If you accumulate and discard as you go, you can substantially reduce the memory requirement.

Ie. (Using 10x10 as an example) After reading the first row, and duplicating the 9 elements to the lower triangle you need storage for 19 elements:

+---+---+---+---+---+---+---+---+---+---+
| a | b | c | d | e | f | g | h | i | j |
+---+---+---+---+---+---+---+---+---+---+
| b'|
+---+
| c'|
+---+
| d'|
+---+
| e'|
+---+
| f'|
+---+
| g'|
+---+
| h'|
+---+
| i'|
+---+
| j'|
+---+
[download]

But then you can print out the first row to the new file and free up that memory leaving only 9 elements in ram.

You then read the second row, duplicate the 8 elements, and print out the second row to the new file and discard it.

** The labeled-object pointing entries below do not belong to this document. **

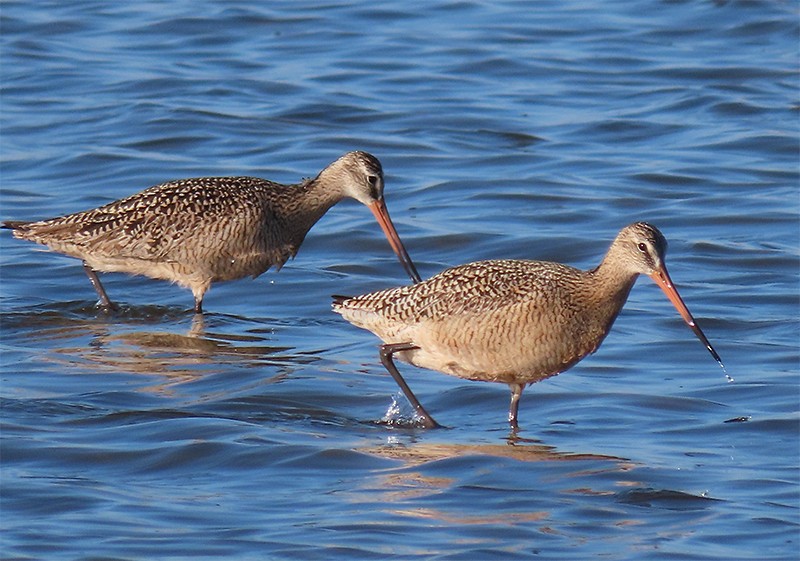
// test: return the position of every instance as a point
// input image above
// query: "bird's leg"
(516, 393)
(387, 351)
(104, 301)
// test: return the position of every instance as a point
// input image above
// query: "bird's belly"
(509, 354)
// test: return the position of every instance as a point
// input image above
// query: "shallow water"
(506, 130)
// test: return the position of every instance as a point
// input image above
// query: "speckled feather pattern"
(202, 230)
(511, 321)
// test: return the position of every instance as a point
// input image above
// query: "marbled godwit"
(197, 231)
(515, 322)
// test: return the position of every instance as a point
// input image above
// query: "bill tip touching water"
(512, 321)
(202, 230)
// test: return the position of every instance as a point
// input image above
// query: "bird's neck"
(308, 201)
(612, 285)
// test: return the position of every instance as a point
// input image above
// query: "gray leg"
(101, 292)
(386, 358)
(516, 393)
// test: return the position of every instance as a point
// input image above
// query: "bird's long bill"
(378, 208)
(661, 277)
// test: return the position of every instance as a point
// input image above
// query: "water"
(506, 129)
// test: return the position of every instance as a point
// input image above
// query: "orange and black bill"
(378, 208)
(661, 277)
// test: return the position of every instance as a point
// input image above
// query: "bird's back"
(491, 320)
(226, 227)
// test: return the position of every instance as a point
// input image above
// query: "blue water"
(506, 129)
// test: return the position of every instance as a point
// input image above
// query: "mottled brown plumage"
(210, 229)
(511, 321)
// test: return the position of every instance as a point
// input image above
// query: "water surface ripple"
(506, 129)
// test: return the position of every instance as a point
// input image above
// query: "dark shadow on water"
(417, 453)
(155, 340)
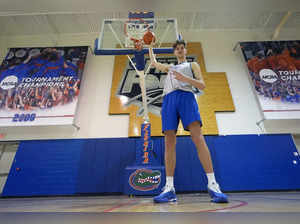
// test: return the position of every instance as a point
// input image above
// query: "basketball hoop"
(134, 30)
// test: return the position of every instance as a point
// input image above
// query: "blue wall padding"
(91, 166)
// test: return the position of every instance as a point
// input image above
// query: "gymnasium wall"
(95, 166)
(93, 117)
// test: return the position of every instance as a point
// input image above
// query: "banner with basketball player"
(274, 68)
(40, 86)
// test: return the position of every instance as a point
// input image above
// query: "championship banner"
(274, 68)
(40, 86)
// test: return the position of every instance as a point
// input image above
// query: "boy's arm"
(198, 82)
(159, 66)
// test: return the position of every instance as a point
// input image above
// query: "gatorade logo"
(268, 75)
(9, 82)
(145, 180)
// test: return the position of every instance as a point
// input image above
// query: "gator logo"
(145, 180)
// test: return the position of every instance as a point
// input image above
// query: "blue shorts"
(177, 105)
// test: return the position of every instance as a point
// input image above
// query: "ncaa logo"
(9, 82)
(268, 75)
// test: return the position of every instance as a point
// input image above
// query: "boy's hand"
(180, 77)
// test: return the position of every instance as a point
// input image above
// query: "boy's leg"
(205, 159)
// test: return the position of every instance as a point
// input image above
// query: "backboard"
(116, 35)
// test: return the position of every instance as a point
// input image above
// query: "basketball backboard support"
(115, 36)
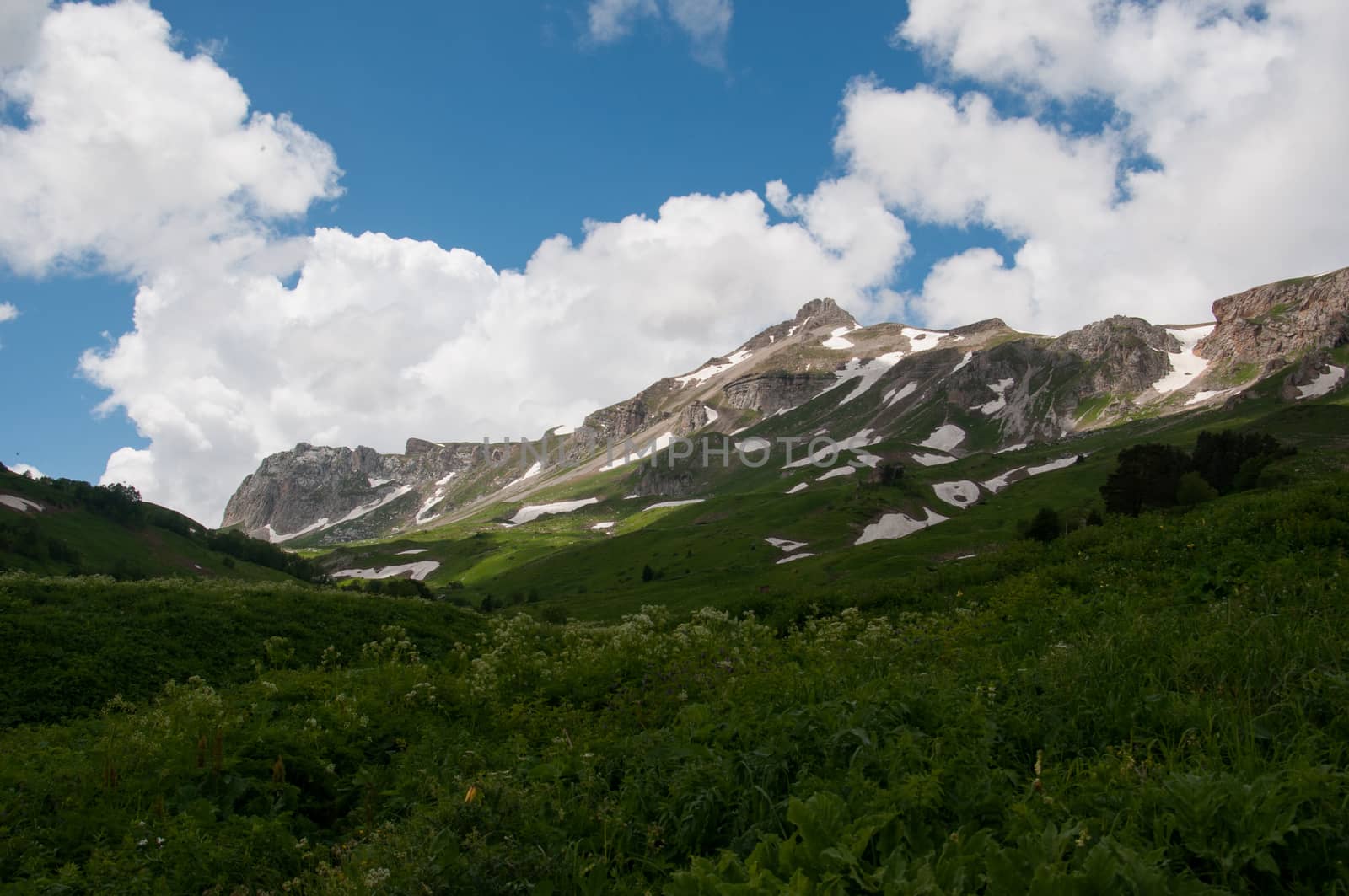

And you now have 8x2=16 in memory.

The peak memory requirement comes when you have read the 5th row, at which point you will have 5x5 =25 elements in the lower triangle cache, and (breifly) the 10 elements of the 5 row before writing it out and discarding it. So rather than 10x10=100 you have a maximum requirement of (n/2)² + n = (10/2)²+10 = 35.

Or for your example (460000/2)² + 460000 = 52,900,460,000 rather than 460000² = 211,600,000,000 or ~60% less. Still needs a lot of memory, but it might help if your numbers are small enough to allow a C solution.